Practice 8: \mathrm{A}(\mathrm{r})=6 \mathrm{r}^{2} so \mathrm{A}^{\prime}(\mathrm{r})=12 \mathrm{r} and \Delta \mathrm{A} \approx \mathrm{A}^{\prime}(\mathrm{r}) \cdot \Delta \mathrm{r}=12 \mathrm{r} \cdot \Delta \mathrm{r}. We are also told that \Delta \mathrm{r} / \mathrm{r} < 0.03 Percentage error is \frac{\Delta \mathrm{A}}{\mathrm{A}} \cdot 100=\frac{12 \mathrm{r} \cdot \Delta \mathrm{r}}{6 \mathrm{r}^{2}} \cdot 100=\frac{2 \cdot \Delta \mathrm{r}}{\mathrm{r}} \cdot 100 < 200 \cdot(0.03)=\mathbf{6}.

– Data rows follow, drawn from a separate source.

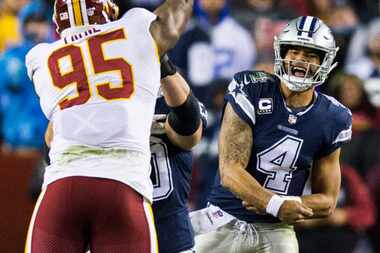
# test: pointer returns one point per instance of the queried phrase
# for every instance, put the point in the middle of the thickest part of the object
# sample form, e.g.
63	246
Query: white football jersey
98	86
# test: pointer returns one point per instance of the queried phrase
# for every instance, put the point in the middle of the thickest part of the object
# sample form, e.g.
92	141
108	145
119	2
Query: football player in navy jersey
277	135
177	128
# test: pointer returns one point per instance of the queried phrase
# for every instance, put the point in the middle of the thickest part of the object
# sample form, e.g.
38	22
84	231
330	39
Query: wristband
294	198
167	67
274	205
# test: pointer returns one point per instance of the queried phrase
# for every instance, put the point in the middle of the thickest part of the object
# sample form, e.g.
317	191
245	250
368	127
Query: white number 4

Practice 9: \begin{aligned} &\mathrm{f}(\mathrm{x})=\ln (\mathrm{x}) \qquad \mathrm{df}=\mathrm{f}^{\prime}(\mathrm{x}) \cdot \mathrm{dx}=\frac{1}{\mathbf{x}} \mathrm{d} \mathrm{x} \\ &\mathrm{u}=\sqrt{1-3 \mathrm{x}} \qquad \mathrm{du}=\frac{\mathrm{du}}{\mathrm{dx}} \cdot \mathrm{dx}=\frac{-3}{2 \sqrt{1-3 \mathrm{x}}} \cdot \mathrm{dx} \\ &\mathrm{r}=3 \cos (\theta) \mathrm{dr}=\frac{\mathrm{dr}}{\mathrm{d} \theta} \cdot \mathrm{d} \theta=-\mathbf{3} \sin (\boldsymbol{\theta}) \cdot \mathrm{d} \theta \end{aligned}


Practice 10: f(x)=x^{3}, f^{\prime}(x)=3 x^{2}, and L(4+\Delta x)=f(4)+f^{\prime}(4) \Delta x=4^{3}+3(4)^{2} \Delta x=64+48 \cdot \Delta x.

\begin{array}{l|l|l|l} { }_{-} \Delta \mathrm{x} & \mathrm{f}(4+\Delta \mathrm{x}) & \mathrm{L}(4+\Delta \mathrm{x}) & \mathrm{f}(4+\Delta \mathrm{x})-\mathrm{L}(4+\Delta \mathrm{x}) \\ \hline 0.1 & 68.921 & 68.8 & 0.121 \\ 0.05 & 66.430125 & 66.4 & 0.030125 \\ 0.01 & 64.481201 & 64.48 & 0.001201 \\ 0.001 & 64.048012 & 64.048 & 0.000012 \end{array}

\mathrm{f}(4+\Delta \mathrm{x}) is the actual volume of the cube with side length 4+\Delta \mathrm{x}.

\mathrm{L}(4+\Delta \mathrm{x}) is the volume of the cube with side length 4(\mathrm{v}=64) plus the volume of the 3 "slabs" \left(\mathrm{v}=3 \cdot 4^{2} \cdot \Delta \mathrm{x}\right)

|f(4+\Delta x)-L(4+\Delta x)| is the volume of the "leftover" pieces from L : the 3 "rods" \left(v=3 \cdot 4 \cdot(\Delta x)^{2}\right) and the tiny cube \left(\mathrm{v}=(\Delta \mathrm{x})^{3}\right).